Another important point to note is that each file on the page requires a separate HTTP request to the server. So a lot of small images – even if they do not add up to a lot in terms of bytes – will slow down the loading a lot.

Even when you must use images for navigation, please give a second thought to the users who will not be seeing those jazzy, fantastic & truly amazing buttons that you spent hours to design. Yes, we are talking of the ALT text attribute of the IMG tag. Do not forget to provide an Alternate Text for each image that you use for navigation. (It may be left blank for certain images that are purely for aesthetic reasons, but let that be an exception, rather than the rule.) Though not obviously apparent, ALT text can help such users immensely.
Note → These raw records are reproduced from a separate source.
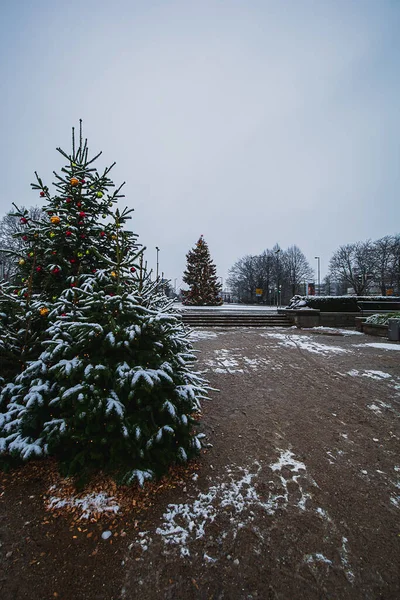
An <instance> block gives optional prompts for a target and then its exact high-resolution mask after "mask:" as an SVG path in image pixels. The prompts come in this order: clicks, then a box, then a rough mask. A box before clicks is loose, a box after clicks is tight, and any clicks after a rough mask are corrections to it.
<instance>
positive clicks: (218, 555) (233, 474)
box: [0, 328, 400, 600]
mask: <svg viewBox="0 0 400 600" xmlns="http://www.w3.org/2000/svg"><path fill="white" fill-rule="evenodd" d="M334 333H335V332H332V331H328V330H313V331H297V330H293V329H267V328H266V329H245V330H244V329H236V330H232V329H228V330H223V329H219V330H207V331H205V330H197V331H196V332H195V338H196V341H195V345H196V347H197V348H198V349H200V350H201V351H202V352H201V354H200V358H199V366H200V368H201V370H203V371H205V372H206V375H207V377H208V378H209V380H210V381H211V383H212V385H213V386H215V387H216V388H218V389H219V390H220V392H219V393H214V394H213V397H212V400H210V401H209V402H207V403H206V404H205V407H204V415H203V428H204V432H205V434H206V438H205V439H204V444H205V446H206V447H205V450H204V453H203V454H202V457H201V459H200V460H199V462H198V463H197V464H195V465H193V466H192V467H191V468H190V469H189V470H188V471H187V472H186V473H185V474H183V475H182V477H175V479H174V481H173V485H168V484H166V485H163V486H162V487H161V488H159V489H158V490H157V492H156V493H154V494H152V495H151V497H150V500H149V499H148V501H147V505H146V507H145V509H144V510H142V509H141V510H136V509H135V506H136V503H137V500H136V499H135V494H132V503H133V508H132V507H131V510H130V511H126V512H125V514H124V516H123V517H121V521H120V522H118V521H117V523H116V524H115V523H114V524H113V529H112V528H111V531H112V532H113V535H112V536H111V537H110V538H109V539H108V540H103V539H102V538H101V537H100V533H101V531H102V529H104V528H105V526H104V525H103V524H101V523H96V524H93V525H87V526H85V527H84V529H85V531H84V532H78V531H77V528H76V527H72V526H71V530H70V521H68V518H67V517H63V516H60V517H58V518H57V519H54V518H52V517H49V516H48V515H49V513H46V512H45V511H44V499H43V497H42V496H43V494H44V493H45V491H46V489H45V486H46V485H48V482H47V481H45V479H44V478H43V476H42V475H37V476H36V477H35V475H34V474H33V475H31V476H30V479H29V478H28V479H29V482H30V483H29V485H30V488H29V489H30V492H31V493H30V494H29V493H28V492H27V483H26V481H25V482H24V481H22V479H21V478H20V479H16V478H15V477H14V478H10V476H8V478H6V482H5V483H6V485H5V487H4V492H3V497H2V500H3V503H2V506H1V513H0V518H2V520H1V521H0V535H1V539H2V542H3V545H2V547H1V548H0V552H1V553H2V565H6V566H7V571H6V573H5V574H3V575H2V576H1V584H2V585H3V588H1V587H0V590H2V597H3V598H7V599H8V598H13V599H14V598H15V599H18V600H19V599H22V598H30V599H31V600H36V599H37V600H39V599H40V600H46V599H47V598H54V597H58V598H62V599H69V598H71V599H72V598H74V599H76V600H79V599H86V598H87V599H92V598H93V599H94V598H96V599H99V600H100V599H101V600H103V599H104V600H106V599H112V598H115V599H117V598H118V599H119V598H121V599H122V598H127V599H133V598H141V599H143V600H147V599H153V598H154V599H155V598H171V599H172V598H174V599H176V598H178V599H180V598H182V599H183V598H184V599H185V600H186V599H191V598H193V599H217V598H221V599H222V598H224V599H229V600H231V599H233V600H235V599H250V598H263V599H266V598H271V599H272V598H276V599H293V598H296V599H307V600H309V599H310V600H312V599H314V598H315V599H317V598H318V599H319V598H332V599H333V598H335V599H336V598H343V599H347V598H348V599H350V598H351V599H358V598H360V599H361V598H362V599H365V598H367V599H371V600H372V599H377V598H384V599H385V600H387V599H391V598H393V599H394V598H398V597H400V571H399V558H400V519H399V517H400V457H399V438H400V432H399V417H400V344H395V343H389V342H383V341H382V340H380V339H377V338H371V337H367V336H364V335H361V334H360V335H356V334H352V335H337V331H336V335H332V334H334ZM371 344H372V345H371ZM373 344H377V346H374V345H373ZM207 445H208V447H207ZM29 495H30V496H31V499H29ZM139 501H140V502H141V499H140V498H139V500H138V502H139ZM140 502H139V504H138V505H140ZM140 506H141V505H140ZM45 520H46V521H47V524H44V521H45ZM27 522H28V525H26V523H27ZM24 523H25V525H24ZM81 529H82V528H81ZM121 532H122V536H121ZM118 533H119V535H118V536H117V535H116V534H118ZM74 536H75V537H74ZM88 536H89V537H88ZM26 539H28V540H30V542H29V541H28V542H26V541H25V540H26ZM32 542H33V546H32ZM32 547H33V549H34V550H32ZM10 552H11V555H9V553H10ZM32 557H33V558H32Z"/></svg>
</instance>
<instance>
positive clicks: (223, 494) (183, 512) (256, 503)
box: [156, 450, 316, 557]
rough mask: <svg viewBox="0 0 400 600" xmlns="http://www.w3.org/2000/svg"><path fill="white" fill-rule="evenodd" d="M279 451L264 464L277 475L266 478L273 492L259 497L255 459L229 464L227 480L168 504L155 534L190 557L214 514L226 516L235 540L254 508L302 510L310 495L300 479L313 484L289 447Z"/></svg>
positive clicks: (305, 507)
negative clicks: (179, 500) (240, 465)
mask: <svg viewBox="0 0 400 600" xmlns="http://www.w3.org/2000/svg"><path fill="white" fill-rule="evenodd" d="M279 452H280V456H279V458H278V460H277V461H276V462H275V463H273V464H272V465H270V466H269V467H267V469H269V470H270V471H272V473H275V474H276V476H277V479H278V481H277V482H274V481H269V483H270V484H273V485H274V488H275V489H277V491H276V492H274V491H270V493H269V495H268V497H267V498H262V497H260V495H259V493H258V491H257V480H258V479H259V477H260V473H261V472H262V470H263V467H262V465H261V464H260V463H259V462H257V461H255V462H254V463H253V466H252V467H251V468H242V467H237V466H234V465H233V466H231V467H228V468H227V469H226V471H227V475H228V480H226V478H224V480H221V479H220V481H217V483H216V484H215V485H212V486H210V487H209V488H208V490H207V491H206V492H199V494H198V495H197V497H196V498H195V499H194V500H192V501H190V502H187V503H185V504H169V505H168V509H167V511H166V512H165V513H164V515H163V523H162V525H161V526H160V527H158V528H157V529H156V533H157V534H158V535H160V536H162V538H163V540H164V543H165V544H166V545H168V546H175V547H177V548H179V551H180V555H181V556H182V557H185V556H190V549H189V545H190V543H191V542H194V541H195V540H198V539H200V538H203V537H204V536H205V535H206V529H207V526H208V525H209V524H210V523H213V521H215V520H216V519H217V517H218V516H220V517H221V518H223V517H225V518H226V517H227V516H228V517H229V523H230V524H229V534H230V535H231V536H232V537H233V539H235V538H236V536H237V534H238V532H239V530H240V529H242V528H243V527H244V526H245V525H247V524H249V523H251V522H252V521H253V520H254V518H255V514H254V511H255V510H261V511H265V512H266V513H267V514H268V515H273V514H274V513H275V512H276V511H277V510H278V509H281V510H282V509H285V508H287V507H288V505H289V504H291V505H294V506H295V507H297V508H298V509H300V510H305V509H306V502H307V500H308V499H309V498H311V494H310V493H309V492H306V491H305V490H304V489H303V485H304V483H303V481H304V482H307V484H308V485H310V484H311V485H313V486H316V484H315V482H314V481H313V480H312V478H310V477H309V476H308V475H307V472H306V467H305V465H304V463H302V462H300V461H298V460H296V459H295V458H294V455H293V453H292V452H291V451H290V450H285V451H282V450H280V451H279ZM300 471H301V473H300ZM269 477H270V476H269ZM300 479H302V480H303V481H300ZM278 490H279V491H278ZM227 534H228V533H227V532H226V535H227ZM223 535H225V534H223ZM225 537H226V536H225Z"/></svg>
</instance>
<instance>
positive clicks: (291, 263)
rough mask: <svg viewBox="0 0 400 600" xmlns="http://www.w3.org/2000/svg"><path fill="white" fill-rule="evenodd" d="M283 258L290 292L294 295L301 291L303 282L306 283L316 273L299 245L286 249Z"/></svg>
mask: <svg viewBox="0 0 400 600" xmlns="http://www.w3.org/2000/svg"><path fill="white" fill-rule="evenodd" d="M282 258H283V263H284V267H285V272H286V275H287V280H288V284H289V286H290V292H291V295H292V296H294V295H295V294H298V293H299V292H300V285H301V283H304V282H305V280H306V279H311V278H312V277H313V274H314V273H313V270H312V268H311V266H310V264H309V262H308V260H307V259H306V257H305V256H304V254H303V252H302V251H301V250H300V248H299V247H298V246H290V248H288V249H287V250H285V252H284V253H283V257H282Z"/></svg>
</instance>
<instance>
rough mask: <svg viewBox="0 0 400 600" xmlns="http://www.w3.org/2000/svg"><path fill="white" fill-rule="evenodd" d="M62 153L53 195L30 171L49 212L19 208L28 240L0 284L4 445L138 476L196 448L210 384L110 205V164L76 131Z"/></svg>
mask: <svg viewBox="0 0 400 600" xmlns="http://www.w3.org/2000/svg"><path fill="white" fill-rule="evenodd" d="M59 152H60V153H61V154H62V155H63V157H64V158H65V159H66V165H65V167H64V168H63V169H62V175H60V176H59V175H56V179H57V181H56V184H55V188H56V194H55V195H53V196H52V195H50V191H49V188H48V187H47V186H45V185H44V184H43V182H42V180H41V179H40V178H39V177H37V181H36V183H35V184H34V185H33V188H34V189H35V190H38V192H39V194H40V196H41V197H42V198H43V199H44V200H46V201H47V203H46V206H45V207H44V211H45V215H46V217H45V218H44V219H42V220H41V221H38V222H35V223H32V222H31V221H30V220H29V219H28V218H27V216H26V215H25V214H19V218H20V219H21V222H22V223H23V224H24V225H25V230H24V231H22V232H21V236H22V238H23V240H24V242H25V244H26V246H25V248H24V250H23V251H22V252H21V253H19V255H18V256H16V257H15V260H16V261H17V263H18V274H17V280H16V281H15V282H13V285H12V286H11V285H8V284H2V286H1V289H0V313H1V321H0V339H1V340H2V342H1V343H0V352H1V354H2V355H3V356H7V357H8V358H10V357H11V358H12V356H13V353H14V354H15V356H18V354H19V353H20V354H21V356H22V358H21V360H19V361H17V363H16V364H17V367H16V371H18V372H16V373H15V374H14V376H13V377H10V376H8V377H4V376H3V379H4V381H3V387H2V391H1V394H0V410H1V414H0V452H1V453H2V454H3V456H15V457H19V458H21V459H23V460H26V459H29V458H35V457H43V456H54V457H56V458H57V459H58V461H59V463H60V466H61V467H62V470H63V472H64V473H66V474H85V473H88V472H91V471H93V470H98V469H105V470H110V471H112V472H113V473H115V474H117V475H118V477H119V478H120V479H121V480H122V481H125V482H128V483H129V482H132V481H134V480H135V479H136V480H138V481H139V482H140V483H143V481H144V480H145V479H150V478H152V477H153V476H154V475H158V474H161V473H162V472H164V471H165V470H166V469H167V468H168V466H169V465H171V464H172V463H174V462H182V461H186V460H187V459H188V458H190V457H191V456H193V455H194V454H196V453H197V452H198V450H199V448H200V442H199V439H198V437H197V434H196V433H195V429H194V424H195V421H194V418H193V415H194V413H195V412H196V411H197V410H199V408H200V404H199V401H200V399H201V398H202V397H204V396H205V395H206V394H207V385H206V383H205V382H204V381H203V380H202V379H201V378H200V377H199V376H198V375H197V374H196V373H194V372H193V371H192V366H193V362H194V360H195V357H194V355H193V353H192V351H191V345H190V343H189V342H188V340H187V332H186V330H185V328H184V326H183V324H182V320H181V318H180V316H179V315H178V314H176V313H175V312H173V310H172V309H171V305H170V304H169V302H168V301H167V299H166V298H165V296H164V294H163V292H162V289H160V283H159V282H157V281H156V282H151V280H150V278H149V277H148V276H147V275H146V273H145V272H144V269H143V267H142V265H143V260H142V254H143V248H140V247H139V246H138V244H137V236H136V235H134V234H132V233H130V232H129V231H127V230H126V229H125V225H126V222H127V220H128V219H130V218H131V215H130V213H131V211H130V210H127V209H125V210H123V211H119V210H118V209H115V206H114V205H115V203H116V202H117V199H118V198H120V197H121V194H120V190H121V187H122V186H121V187H119V188H118V189H116V190H115V189H114V190H112V188H113V183H112V181H111V180H110V179H109V172H110V169H111V167H110V168H108V169H106V170H105V171H104V172H103V173H102V174H99V173H98V171H97V169H96V168H94V167H93V163H94V161H95V160H96V159H97V158H98V157H99V156H100V155H97V156H96V157H94V158H93V159H90V158H89V156H88V147H87V142H86V140H85V141H83V139H82V135H81V132H80V136H79V143H78V144H77V147H75V136H74V135H73V146H72V152H71V154H66V153H65V152H64V151H62V150H61V149H59ZM17 214H18V213H17Z"/></svg>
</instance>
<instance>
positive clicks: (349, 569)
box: [339, 537, 355, 583]
mask: <svg viewBox="0 0 400 600" xmlns="http://www.w3.org/2000/svg"><path fill="white" fill-rule="evenodd" d="M348 541H349V540H348V539H347V538H346V537H342V548H341V550H339V554H340V560H341V563H342V565H343V568H344V572H345V574H346V577H347V580H348V581H349V582H350V583H354V580H355V576H354V573H353V572H352V571H351V570H350V564H349V551H348V549H347V544H348Z"/></svg>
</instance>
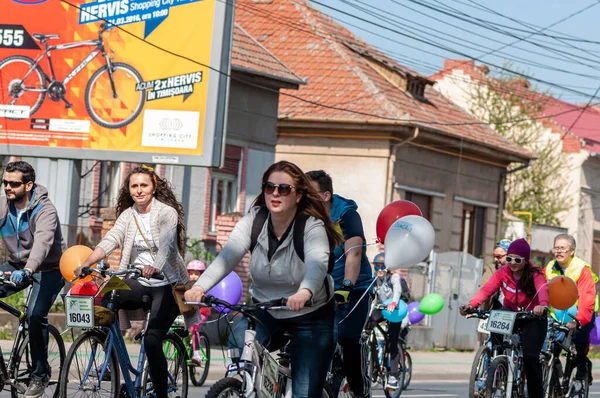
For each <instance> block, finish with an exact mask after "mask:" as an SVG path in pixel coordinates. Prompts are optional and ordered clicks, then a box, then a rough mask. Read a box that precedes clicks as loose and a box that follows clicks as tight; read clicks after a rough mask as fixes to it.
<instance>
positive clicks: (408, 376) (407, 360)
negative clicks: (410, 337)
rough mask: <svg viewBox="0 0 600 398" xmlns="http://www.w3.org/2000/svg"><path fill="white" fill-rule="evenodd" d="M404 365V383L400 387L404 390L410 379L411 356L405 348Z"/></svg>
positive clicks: (406, 385)
mask: <svg viewBox="0 0 600 398" xmlns="http://www.w3.org/2000/svg"><path fill="white" fill-rule="evenodd" d="M404 366H405V370H404V385H403V386H402V389H403V390H406V389H407V388H408V386H409V385H410V381H411V380H412V357H411V356H410V353H409V352H408V351H406V350H404Z"/></svg>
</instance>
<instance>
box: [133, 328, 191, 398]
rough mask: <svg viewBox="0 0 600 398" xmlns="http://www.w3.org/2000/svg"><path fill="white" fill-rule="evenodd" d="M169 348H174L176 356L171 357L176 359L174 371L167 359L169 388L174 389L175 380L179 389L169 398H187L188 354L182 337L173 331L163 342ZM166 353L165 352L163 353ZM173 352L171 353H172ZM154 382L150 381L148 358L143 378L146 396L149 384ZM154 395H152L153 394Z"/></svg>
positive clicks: (187, 383) (174, 353)
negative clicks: (169, 363) (152, 382)
mask: <svg viewBox="0 0 600 398" xmlns="http://www.w3.org/2000/svg"><path fill="white" fill-rule="evenodd" d="M165 346H167V347H169V346H172V347H173V348H174V351H173V353H174V356H171V358H174V361H173V363H172V366H174V368H173V369H174V371H173V370H172V369H171V368H170V367H171V365H170V364H169V358H167V366H169V369H168V373H169V387H173V384H172V383H173V380H172V379H174V380H175V381H176V385H177V388H176V389H175V391H171V392H169V393H168V394H169V397H179V398H187V395H188V367H187V362H186V352H185V346H184V344H183V341H181V337H179V336H178V335H177V334H176V333H175V332H173V331H171V330H170V331H169V332H168V333H167V335H166V336H165V339H164V341H163V347H165ZM163 352H164V351H163ZM170 352H171V351H169V353H170ZM169 353H165V357H167V355H168V354H169ZM180 372H181V386H180V385H179V382H178V380H179V373H180ZM173 374H175V377H173ZM151 382H152V380H151V379H150V372H149V368H148V359H147V358H146V360H145V364H144V370H143V378H142V386H144V391H145V392H144V396H145V395H147V394H148V393H149V392H150V391H151V388H150V387H149V386H148V383H151ZM151 395H152V394H151Z"/></svg>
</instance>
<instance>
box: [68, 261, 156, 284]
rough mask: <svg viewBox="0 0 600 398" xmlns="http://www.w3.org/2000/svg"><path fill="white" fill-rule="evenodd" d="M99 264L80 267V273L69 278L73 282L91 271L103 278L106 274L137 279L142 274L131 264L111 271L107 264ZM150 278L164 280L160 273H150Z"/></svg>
mask: <svg viewBox="0 0 600 398" xmlns="http://www.w3.org/2000/svg"><path fill="white" fill-rule="evenodd" d="M100 264H101V265H100V267H98V268H93V267H83V268H82V269H81V273H80V274H79V276H76V277H75V278H73V279H72V280H71V282H73V281H75V280H77V279H81V278H85V277H86V276H88V275H91V274H92V273H97V274H100V275H101V276H102V277H103V278H105V277H107V276H108V277H111V276H127V277H128V278H131V279H137V278H139V277H141V276H142V270H141V269H139V268H136V267H134V266H132V265H131V264H130V265H128V266H127V269H125V270H119V271H111V270H110V269H108V264H106V265H105V264H103V263H100ZM152 279H157V280H164V279H165V277H164V276H163V275H161V274H154V275H152Z"/></svg>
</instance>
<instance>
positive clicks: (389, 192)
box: [384, 127, 419, 205]
mask: <svg viewBox="0 0 600 398" xmlns="http://www.w3.org/2000/svg"><path fill="white" fill-rule="evenodd" d="M418 136H419V128H418V127H415V130H414V132H413V135H412V136H410V137H407V138H405V139H403V140H400V141H399V142H397V143H395V144H394V145H392V148H391V149H390V156H389V158H388V171H387V178H386V180H385V181H386V185H387V189H386V191H387V192H386V195H385V196H386V198H387V201H386V203H385V204H388V203H390V202H391V201H392V200H393V199H394V183H395V182H396V177H395V175H394V169H395V166H396V151H397V150H398V148H400V147H401V146H402V145H405V144H407V143H409V142H411V141H413V140H415V139H416V138H417V137H418ZM385 204H384V205H385Z"/></svg>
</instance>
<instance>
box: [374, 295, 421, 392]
mask: <svg viewBox="0 0 600 398" xmlns="http://www.w3.org/2000/svg"><path fill="white" fill-rule="evenodd" d="M374 309H377V310H385V309H387V306H386V305H383V304H373V305H372V306H371V312H372V311H373V310H374ZM370 316H371V314H369V317H370ZM382 324H385V325H387V322H381V323H378V324H376V325H374V327H373V329H372V330H368V328H367V329H365V331H364V334H363V338H365V339H367V342H368V352H369V355H368V356H369V358H368V364H369V365H368V372H369V377H370V379H371V383H373V384H377V383H380V384H381V385H382V386H383V391H384V394H385V396H386V397H387V398H398V397H400V396H401V395H402V391H403V390H404V385H405V377H406V372H407V368H406V363H405V358H406V357H405V355H404V352H405V348H404V343H403V340H402V339H398V349H399V350H400V353H401V355H399V356H398V388H396V389H391V388H388V386H387V380H388V376H389V372H390V363H391V357H390V352H389V350H388V348H387V347H388V345H389V336H388V333H387V329H386V328H385V327H384V326H382ZM407 354H408V353H407ZM411 377H412V360H411ZM406 386H408V384H406Z"/></svg>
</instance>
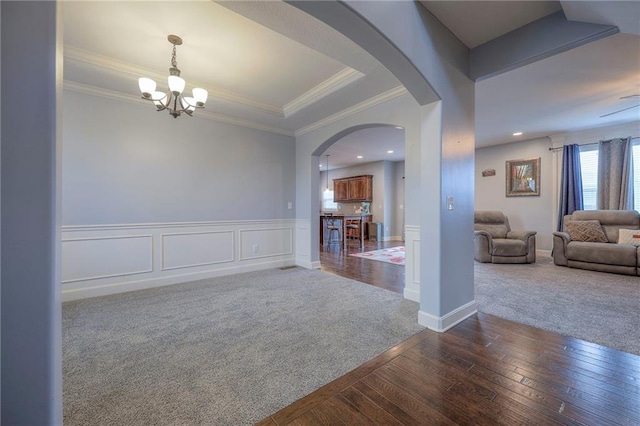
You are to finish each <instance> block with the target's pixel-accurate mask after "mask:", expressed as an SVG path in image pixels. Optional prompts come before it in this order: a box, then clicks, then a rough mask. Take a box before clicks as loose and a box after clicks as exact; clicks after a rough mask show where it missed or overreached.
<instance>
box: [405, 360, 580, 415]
mask: <svg viewBox="0 0 640 426" xmlns="http://www.w3.org/2000/svg"><path fill="white" fill-rule="evenodd" d="M404 359H410V361H411V362H414V363H415V364H417V365H418V366H420V367H426V368H428V371H438V370H440V371H447V372H448V374H449V377H450V378H451V379H454V380H456V385H455V386H456V387H458V388H461V390H462V391H463V392H464V394H466V395H472V394H473V393H474V392H476V394H477V395H478V396H481V397H484V398H485V399H487V400H489V401H500V402H501V405H503V406H504V407H507V408H509V409H510V410H511V411H513V412H515V413H518V414H519V415H520V416H523V417H524V418H527V419H529V420H534V421H535V422H537V423H538V424H540V423H556V424H570V423H571V422H570V421H567V419H565V418H563V417H561V416H559V415H556V413H557V410H558V409H560V407H561V406H562V404H563V401H560V400H555V399H554V400H549V401H547V399H546V398H545V399H543V401H544V402H545V403H540V402H539V401H537V400H536V399H532V398H529V396H530V395H529V394H530V392H529V389H528V388H527V387H526V386H524V385H520V384H519V383H517V382H514V381H512V380H509V379H506V378H504V377H502V376H500V375H498V374H495V373H494V374H495V376H490V378H500V379H501V380H500V381H499V383H496V382H494V381H492V380H490V379H487V378H484V377H481V376H478V375H475V374H474V373H471V372H470V371H466V370H457V371H456V370H455V368H456V367H455V366H451V365H449V366H447V365H446V364H445V363H444V362H442V361H440V360H434V359H432V358H431V357H427V356H423V355H421V354H416V353H415V352H412V353H411V354H409V352H405V354H404V355H403V356H402V357H399V358H396V359H395V360H394V361H393V363H394V364H395V365H399V366H401V367H403V368H405V369H407V370H408V368H407V366H406V364H405V365H404V366H402V365H400V361H403V360H404ZM413 371H415V370H413ZM418 371H419V370H418ZM479 389H480V390H482V391H481V392H484V395H483V394H482V393H478V390H479ZM489 395H492V398H487V396H489ZM500 398H508V399H509V400H501V399H500Z"/></svg>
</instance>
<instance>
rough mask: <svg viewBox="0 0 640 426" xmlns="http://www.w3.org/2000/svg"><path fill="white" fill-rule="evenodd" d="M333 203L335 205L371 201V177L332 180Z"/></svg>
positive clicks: (372, 175) (371, 189) (372, 193)
mask: <svg viewBox="0 0 640 426" xmlns="http://www.w3.org/2000/svg"><path fill="white" fill-rule="evenodd" d="M333 201H334V202H336V203H352V202H361V201H369V202H371V201H373V175H362V176H352V177H348V178H341V179H334V180H333Z"/></svg>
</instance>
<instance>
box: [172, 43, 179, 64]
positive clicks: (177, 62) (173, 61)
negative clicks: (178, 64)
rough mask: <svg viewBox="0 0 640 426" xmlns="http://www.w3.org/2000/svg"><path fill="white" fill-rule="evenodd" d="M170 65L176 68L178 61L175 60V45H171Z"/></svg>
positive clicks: (175, 59) (175, 53)
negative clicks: (170, 63) (171, 51)
mask: <svg viewBox="0 0 640 426" xmlns="http://www.w3.org/2000/svg"><path fill="white" fill-rule="evenodd" d="M171 66H172V67H174V68H178V62H177V61H176V45H175V44H174V45H173V51H172V52H171Z"/></svg>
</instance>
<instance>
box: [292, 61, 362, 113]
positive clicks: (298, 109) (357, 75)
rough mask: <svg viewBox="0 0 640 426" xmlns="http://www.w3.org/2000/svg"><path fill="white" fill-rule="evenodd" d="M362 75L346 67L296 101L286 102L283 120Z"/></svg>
mask: <svg viewBox="0 0 640 426" xmlns="http://www.w3.org/2000/svg"><path fill="white" fill-rule="evenodd" d="M363 76H364V74H363V73H361V72H360V71H357V70H354V69H353V68H350V67H346V68H345V69H343V70H342V71H340V72H338V73H337V74H335V75H333V76H332V77H329V78H328V79H327V80H325V81H323V82H322V83H320V84H318V85H317V86H316V87H314V88H312V89H311V90H309V91H307V92H305V93H303V94H302V95H300V96H298V97H297V98H296V99H294V100H292V101H291V102H288V103H286V104H285V105H284V107H283V108H282V109H283V111H284V116H285V118H287V117H289V116H291V115H293V114H295V113H296V112H298V111H300V110H302V109H304V108H306V107H308V106H309V105H312V104H313V103H315V102H317V101H319V100H320V99H322V98H324V97H325V96H328V95H330V94H332V93H334V92H336V91H338V90H340V89H342V88H343V87H345V86H347V85H349V84H351V83H353V82H354V81H356V80H358V79H359V78H360V77H363Z"/></svg>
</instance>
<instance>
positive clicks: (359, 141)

Modern browsers offer users a choice to turn off images. This gives an idea of how troublesome the unwanted images could be.

A couple of more attributes that make your pages load faster are the HEIGHT and WIDTH attributes. Without these, the browser must wait for the image to download since it cannot know how much space to leave for them!

2. Navigability & functionality come before artistic excellence. It is no use making your site a masterpiece of art if users cannot navigate around it – even after they reach the main page; they have no clue as to how to go where they want to go.

3. Especially common, is a kind of navigation that some people call Mystery Meat Navigation. That means that unless your mouse moves over an image, you have no idea where that link might take you. Only when the mouse hovers do you see the actual link. This is cumbersome because users need to move their mouse all over the place to find out which part is a link and which is not.

4. Follow the K.I.S.S. principle: Keep it simple, stupid!

5. Next is a very important practical suggestion: whenever your whole page is within a TABLE, the page cannot render (i.e., the page does not show on the screen) unless the entire table is downloaded. You might have noticed this on several websites, when there is no activity for a long time, and suddenly the entire page is visible. Hence, to avoid such a situation, what you should do is this: Split the table up into two tables one below the other, and let the top one be a short table that displays just the page header and a few navigation links. So now, immediately upon downloading this part of the page, users can see the page header – and this prepares them for the long wait ahead, as well as keeps them from leaving your site to go to other sites, in case of a slow connection.

6. The ongoing browser wars have left only one casualty – the user. As a word of caution, stay away from all browser-specific functions. Because if a certain feature is supported by one browser, it will most definitely not be supported by another. Where you must use such features, it should not hamper the display of the page in the other browser which does not support such functionality. In other words, your page should degrade gracefully.

7. Creating a new browser window should be the authority of the user only. Do not try to popup new windows to clutter the user’s screen. All links must open in the same window by default. An exception, however, may be made for pages containing a links list. It is convenient in such cases to open links in another window, so that the user can come back to the links page easily. Even in such cases, it is advisable to give the user a prior note that links would open in a new window.

8. Keep in mind the fonts-challenged users too. The ultra-jazzy “Cloister Black MT Light” font that looks so amazing on your machine may well be degraded into plain old Times New Roman on your user’s machine. The reason? He/she does not have the font installed on his/her machine – and one thing’s obvious – there’s nothing you can do about the situation, sitting halfway across the globe from them.

9. Stay clear of out-of-the-way hard-to-find fonts. Use plain vanilla fonts like Arial, Verdana, Tahoma, and Courier. If need be, make your jazzy fonts into an image and put that on the page. (And while you’re there, do not forget Tip #1.)

10. A new design trick that is increasingly being used on the web has caught my fancy: It is a very functional navigation bar that guides you across all possible paths within the site.